Взывают праведные, и Господь слышит, и от всех скорбей их избавляет их. Близок Господь к сокрушенным сердцеми смиренных духом спасет.

Церемония прошла тихо, почти безмолвно, но в каждой детали чувствовалась тяжесть утраты. Сестра Эстель стояла у алтаря, облачённая в строгий чёрный халат, и читала молитвы с ровным, спокойным голосом, каждый звук ударял прямо в сердце.
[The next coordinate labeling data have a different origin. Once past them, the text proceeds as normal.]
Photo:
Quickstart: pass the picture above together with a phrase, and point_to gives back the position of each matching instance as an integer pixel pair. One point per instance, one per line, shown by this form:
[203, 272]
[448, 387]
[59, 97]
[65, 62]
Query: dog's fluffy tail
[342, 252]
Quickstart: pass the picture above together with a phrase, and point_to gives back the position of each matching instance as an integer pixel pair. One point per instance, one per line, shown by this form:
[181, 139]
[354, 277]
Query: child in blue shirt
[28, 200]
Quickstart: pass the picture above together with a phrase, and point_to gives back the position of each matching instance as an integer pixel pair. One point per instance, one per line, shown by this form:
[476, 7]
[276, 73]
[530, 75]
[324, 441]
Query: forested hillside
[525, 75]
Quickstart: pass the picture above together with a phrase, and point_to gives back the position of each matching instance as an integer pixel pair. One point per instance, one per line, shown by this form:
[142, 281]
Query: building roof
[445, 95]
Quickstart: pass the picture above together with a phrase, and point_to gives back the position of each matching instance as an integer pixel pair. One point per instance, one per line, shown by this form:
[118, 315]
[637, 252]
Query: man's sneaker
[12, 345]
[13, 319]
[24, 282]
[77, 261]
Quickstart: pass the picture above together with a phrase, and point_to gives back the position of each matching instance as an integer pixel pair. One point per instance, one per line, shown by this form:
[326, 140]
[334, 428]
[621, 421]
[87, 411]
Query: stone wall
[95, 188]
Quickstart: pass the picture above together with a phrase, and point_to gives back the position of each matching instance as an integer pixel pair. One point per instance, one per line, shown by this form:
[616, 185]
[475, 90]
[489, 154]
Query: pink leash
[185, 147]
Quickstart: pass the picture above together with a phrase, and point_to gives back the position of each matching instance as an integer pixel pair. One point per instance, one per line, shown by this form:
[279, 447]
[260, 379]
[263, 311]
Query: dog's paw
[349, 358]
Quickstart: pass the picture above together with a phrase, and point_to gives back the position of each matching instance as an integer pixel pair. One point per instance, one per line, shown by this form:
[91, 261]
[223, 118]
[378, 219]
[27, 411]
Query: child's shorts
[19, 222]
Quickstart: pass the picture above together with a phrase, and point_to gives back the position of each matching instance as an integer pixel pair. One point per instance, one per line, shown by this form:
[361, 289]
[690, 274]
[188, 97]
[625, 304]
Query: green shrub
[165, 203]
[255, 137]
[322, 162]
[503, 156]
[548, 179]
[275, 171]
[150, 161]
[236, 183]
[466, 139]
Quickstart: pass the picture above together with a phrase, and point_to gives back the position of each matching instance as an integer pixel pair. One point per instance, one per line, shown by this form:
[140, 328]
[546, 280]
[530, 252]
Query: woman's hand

Девочки из академии сидели в рядах, головы склонены, глаза на пол, некоторые тихо всхлипывали, другие сжимали руки в кулаки, чтобы не дать слезам прорваться. Лиса держала за руку Джису, обе старались быть сильными, но дрожь в плечах выдавала боль, которую невозможно было спрятать. Слова псалмов медленно обвивали каждого присутствующего, создавая ощущение, что сама комната дышит вместе с ними, что воздух наполнен молитвами и воспоминаниями о Чеён. Дженни стояла чуть позади, пальцы сжимали букеты роз, сердце сжималось от отчаяния, а глаза горели слезами. Каждое слово, каждая молитва звучала как прощание, но одновременно — как обещание помнить навсегда.

Нас огорчают, а мы всегда радуемся; мы нищи, но многих обогащаем; мы ничего не имеем, но всем обладаем.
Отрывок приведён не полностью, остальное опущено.